Then the LORD sent Nathan to David. And he came to him and said, ‘There were two men in one city, the one rich and the other poor. The rich man had a great many flocks and herds. But the poor man had nothing except one little ewe lamb which he bought and nourished; and it grew up together with him and his children. It would eat of his bread and drink of his cup and lie in his bosom, and was like a daughter to him. Now a traveler came to the rich man, and he was unwilling to take from his own flock or his own herd, to prepare for the wayfarer who had come to him; Rather he took the poor man’s ewe lamb and prepared it for the man who had come to him.’ Then David’s anger burned greatly against the man, and he said to Nathan, ‘As the LORD lives, surely the man who has done this deserves to die. He must make restitution for the lamb fourfold, because he did this thing and had no compassion.’ Nathan then said to David, ‘You are the man!’ 2 Samuel 12:1-7

This is the parable Nathan gave to King David to help him to see his sin concerning Bathsheba. There are a few thoughts that stand out in this story.

  • It was a great approach to get King David’s attention. Jesus often taught in parables. It’s good for us to do the same.
  • David could clearly see the problem of the rich man in the story yet couldn’t see his own. Why is it easier to see the problems of others, but not our own? Pride? Denial? Lying to ourselves?
  • David knew exactly what the rich man in the story was to do. Yet David failed to do what was right.
  • Because of David and his sinful choices, Bathsheba was taken, her husband Uriah was killed, David and Bathsheba would lose a child, and the sword would never depart from King David’s house. David was the problem.

Sometimes we may find that in relationships we are the problem. That can be hard to admit. In fact, many have denied that they are the problem. Consider some examples:

  • 1 Kings 18:17: “When Ahab saw Elijah, Ahab said to him, ‘Is this you, you troubler of Israel?’” Elijah was innocent. He was doing God’s will. It was easier for Ahab to say the prophet was the problem instead of himself.
  • 2 Chronicles 18:6-7: “But Jehoshaphat said, ‘Is there not yet a prophet of the LORD here that we may inquire of him? The king of Israel said to Jehoshaphat, ‘There is yet one man by whom we may inquire of the LORD, but I hate him, for he never prophecies good concerning me but always evil. He is Micaiah, son of Imla. But Jehoshaphat said, Let not the king say so.” The prophet wasn’t the problem: the King was! Yet he failed to see or acknowledge his wicked ways!
  • Genesis 4:4-7: “Abel, on his part also brought of the firstlings of his flock and of their fat portions. And the LORD had regard for Abel and for his offering; but for Cain and for his offering He had no regard. So Cain became very angry and his countenance fell. Then the LORD said to Cain, ‘Why are you angry? And why has your countenance fallen? If you do well, will not your countenance be lifted up? And if you do not do well, sin is crouching at the door; and its desire is for you, but you must master it.” Was Abel the problem? No! Yet Cain took out his angry (not justified) out on his brother. Cain was the problem but failed to heed God’s warning.

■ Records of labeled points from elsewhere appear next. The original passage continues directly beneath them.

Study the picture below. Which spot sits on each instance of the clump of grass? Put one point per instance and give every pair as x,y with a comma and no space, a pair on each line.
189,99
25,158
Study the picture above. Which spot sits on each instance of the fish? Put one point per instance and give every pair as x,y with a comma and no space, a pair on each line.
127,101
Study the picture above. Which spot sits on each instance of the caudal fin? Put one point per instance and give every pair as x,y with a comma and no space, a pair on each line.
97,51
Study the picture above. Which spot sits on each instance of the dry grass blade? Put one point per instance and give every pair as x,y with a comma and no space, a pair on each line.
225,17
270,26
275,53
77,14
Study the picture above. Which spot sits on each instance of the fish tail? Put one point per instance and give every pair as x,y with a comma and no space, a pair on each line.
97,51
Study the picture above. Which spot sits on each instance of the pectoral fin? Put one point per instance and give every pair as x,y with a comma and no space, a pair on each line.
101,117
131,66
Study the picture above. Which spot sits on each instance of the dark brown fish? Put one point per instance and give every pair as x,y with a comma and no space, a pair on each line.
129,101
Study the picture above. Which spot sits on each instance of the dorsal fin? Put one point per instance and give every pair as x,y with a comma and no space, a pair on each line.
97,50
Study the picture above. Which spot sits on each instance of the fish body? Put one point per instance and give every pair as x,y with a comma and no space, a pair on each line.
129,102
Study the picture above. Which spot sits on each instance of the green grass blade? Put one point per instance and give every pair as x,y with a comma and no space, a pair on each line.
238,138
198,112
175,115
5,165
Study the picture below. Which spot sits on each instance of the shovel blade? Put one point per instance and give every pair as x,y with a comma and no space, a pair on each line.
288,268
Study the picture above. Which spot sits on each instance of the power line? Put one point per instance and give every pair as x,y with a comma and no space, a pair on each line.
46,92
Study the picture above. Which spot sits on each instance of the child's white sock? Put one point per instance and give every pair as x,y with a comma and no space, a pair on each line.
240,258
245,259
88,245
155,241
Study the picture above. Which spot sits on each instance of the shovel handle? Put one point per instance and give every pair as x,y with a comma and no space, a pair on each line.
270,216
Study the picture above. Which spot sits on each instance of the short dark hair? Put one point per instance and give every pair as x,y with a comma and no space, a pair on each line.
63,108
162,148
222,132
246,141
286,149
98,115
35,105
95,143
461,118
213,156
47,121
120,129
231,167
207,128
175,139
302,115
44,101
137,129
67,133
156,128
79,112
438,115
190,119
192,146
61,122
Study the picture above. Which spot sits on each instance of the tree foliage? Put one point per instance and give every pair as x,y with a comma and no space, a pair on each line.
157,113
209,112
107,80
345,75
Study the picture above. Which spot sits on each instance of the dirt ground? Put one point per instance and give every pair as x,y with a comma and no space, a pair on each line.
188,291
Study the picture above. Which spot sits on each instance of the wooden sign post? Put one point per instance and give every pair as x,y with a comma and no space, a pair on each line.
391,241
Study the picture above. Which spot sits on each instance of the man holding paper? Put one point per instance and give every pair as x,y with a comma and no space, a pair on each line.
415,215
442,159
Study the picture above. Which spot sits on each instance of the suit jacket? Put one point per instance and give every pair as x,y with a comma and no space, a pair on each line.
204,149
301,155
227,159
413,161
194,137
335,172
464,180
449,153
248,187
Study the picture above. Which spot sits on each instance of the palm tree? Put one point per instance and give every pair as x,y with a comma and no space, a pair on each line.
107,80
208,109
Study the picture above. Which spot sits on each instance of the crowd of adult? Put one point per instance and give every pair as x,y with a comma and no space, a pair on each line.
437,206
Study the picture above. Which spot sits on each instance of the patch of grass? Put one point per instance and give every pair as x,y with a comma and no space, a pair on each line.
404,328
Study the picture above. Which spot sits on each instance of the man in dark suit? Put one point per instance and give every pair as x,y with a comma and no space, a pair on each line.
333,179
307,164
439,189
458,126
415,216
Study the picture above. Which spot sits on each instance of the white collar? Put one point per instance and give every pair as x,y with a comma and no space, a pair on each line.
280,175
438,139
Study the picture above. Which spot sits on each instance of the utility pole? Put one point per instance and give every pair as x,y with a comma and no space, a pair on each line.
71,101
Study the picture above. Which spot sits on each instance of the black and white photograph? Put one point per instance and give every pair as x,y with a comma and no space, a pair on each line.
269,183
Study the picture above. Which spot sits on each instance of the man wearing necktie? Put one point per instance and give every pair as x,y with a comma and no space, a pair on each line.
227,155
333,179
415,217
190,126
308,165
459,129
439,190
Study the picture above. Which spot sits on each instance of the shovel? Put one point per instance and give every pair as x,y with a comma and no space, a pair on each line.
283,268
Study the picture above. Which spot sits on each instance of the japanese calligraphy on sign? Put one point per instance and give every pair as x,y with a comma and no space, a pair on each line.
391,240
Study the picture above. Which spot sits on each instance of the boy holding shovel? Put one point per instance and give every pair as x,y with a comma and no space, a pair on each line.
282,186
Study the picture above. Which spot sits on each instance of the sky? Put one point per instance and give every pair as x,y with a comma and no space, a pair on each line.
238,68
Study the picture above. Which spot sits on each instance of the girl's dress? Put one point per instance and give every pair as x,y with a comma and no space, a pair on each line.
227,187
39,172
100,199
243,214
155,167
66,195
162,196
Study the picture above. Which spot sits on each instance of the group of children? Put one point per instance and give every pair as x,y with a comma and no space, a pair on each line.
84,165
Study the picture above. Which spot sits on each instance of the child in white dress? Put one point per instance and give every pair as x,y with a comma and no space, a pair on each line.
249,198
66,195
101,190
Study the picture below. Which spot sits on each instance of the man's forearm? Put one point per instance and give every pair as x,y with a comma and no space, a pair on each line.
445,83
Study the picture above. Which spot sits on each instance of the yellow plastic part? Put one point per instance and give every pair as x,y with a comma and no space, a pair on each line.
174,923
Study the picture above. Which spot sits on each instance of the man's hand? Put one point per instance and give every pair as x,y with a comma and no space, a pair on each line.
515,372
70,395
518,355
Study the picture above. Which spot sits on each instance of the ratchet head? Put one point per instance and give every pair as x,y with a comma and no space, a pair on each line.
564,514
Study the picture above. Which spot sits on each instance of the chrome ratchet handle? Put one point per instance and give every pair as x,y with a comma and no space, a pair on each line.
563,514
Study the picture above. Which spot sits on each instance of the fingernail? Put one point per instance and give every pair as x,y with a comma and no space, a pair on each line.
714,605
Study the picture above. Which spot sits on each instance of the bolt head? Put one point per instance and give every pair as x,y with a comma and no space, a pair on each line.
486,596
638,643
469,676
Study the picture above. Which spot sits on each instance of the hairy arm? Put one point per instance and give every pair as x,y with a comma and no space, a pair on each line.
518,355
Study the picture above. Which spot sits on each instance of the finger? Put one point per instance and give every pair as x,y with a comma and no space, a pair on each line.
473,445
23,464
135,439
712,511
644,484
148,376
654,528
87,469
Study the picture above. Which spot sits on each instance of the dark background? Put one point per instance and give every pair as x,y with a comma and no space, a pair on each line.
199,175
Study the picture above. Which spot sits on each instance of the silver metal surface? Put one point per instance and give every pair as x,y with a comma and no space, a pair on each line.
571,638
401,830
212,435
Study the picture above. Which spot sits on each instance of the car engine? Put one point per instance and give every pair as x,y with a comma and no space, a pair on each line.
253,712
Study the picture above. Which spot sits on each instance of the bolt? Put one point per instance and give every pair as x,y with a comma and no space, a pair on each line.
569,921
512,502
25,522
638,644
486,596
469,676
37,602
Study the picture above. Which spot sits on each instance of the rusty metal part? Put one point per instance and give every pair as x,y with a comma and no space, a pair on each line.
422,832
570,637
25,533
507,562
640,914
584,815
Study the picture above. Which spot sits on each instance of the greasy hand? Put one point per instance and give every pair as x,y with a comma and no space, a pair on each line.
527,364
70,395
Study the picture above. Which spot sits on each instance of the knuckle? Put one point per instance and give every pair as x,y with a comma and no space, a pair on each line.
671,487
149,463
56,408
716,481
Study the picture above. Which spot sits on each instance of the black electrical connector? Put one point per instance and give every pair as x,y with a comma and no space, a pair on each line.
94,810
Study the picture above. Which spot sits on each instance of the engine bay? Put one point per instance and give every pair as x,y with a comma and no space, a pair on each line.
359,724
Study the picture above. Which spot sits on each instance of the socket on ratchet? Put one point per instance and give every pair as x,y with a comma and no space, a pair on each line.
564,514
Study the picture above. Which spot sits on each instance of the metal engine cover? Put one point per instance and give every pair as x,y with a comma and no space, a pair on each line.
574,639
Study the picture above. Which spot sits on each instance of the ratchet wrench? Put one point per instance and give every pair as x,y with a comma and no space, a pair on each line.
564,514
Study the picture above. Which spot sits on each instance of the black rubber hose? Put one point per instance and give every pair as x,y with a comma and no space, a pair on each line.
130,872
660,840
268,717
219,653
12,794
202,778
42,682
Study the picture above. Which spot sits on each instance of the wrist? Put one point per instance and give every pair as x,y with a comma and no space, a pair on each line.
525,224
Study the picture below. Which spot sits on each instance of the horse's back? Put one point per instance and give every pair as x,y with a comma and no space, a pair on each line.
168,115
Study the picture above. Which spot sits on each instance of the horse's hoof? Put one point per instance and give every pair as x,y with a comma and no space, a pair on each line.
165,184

When challenges and difficulties arise, we may find that we are the problem. How are we to respond? Not like Cain or Ahab. But rather like David.

  • David heeded the words of Nathan who helped him to see his sin, 2 Samuel 12:13. David could have ignored the words of Nathan. Many kings ignored and rejected the words of prophets. We too, if not careful can ignore wise counsel from God’s word and godly people. We will all need a Nathan in our lives at some point. Let us be wise and listen when what is shared is valid.
  • David acknowledged his sinful behavior, 2 Samuel 12: 13. There was no one for David to blame. He took ownership of his sin. We must do the same.
  • David remained with the LORD even through the difficult consequences, 2 Samuel 12:16-24. David didn’t get angry at the LORD. Rather, he turned to the LORD. When we are the problem, we can still turn to the LORD for forgiveness. We can run back to HIM!

When we find that we may the source of problems, there’s a right way and a wrong way to respond.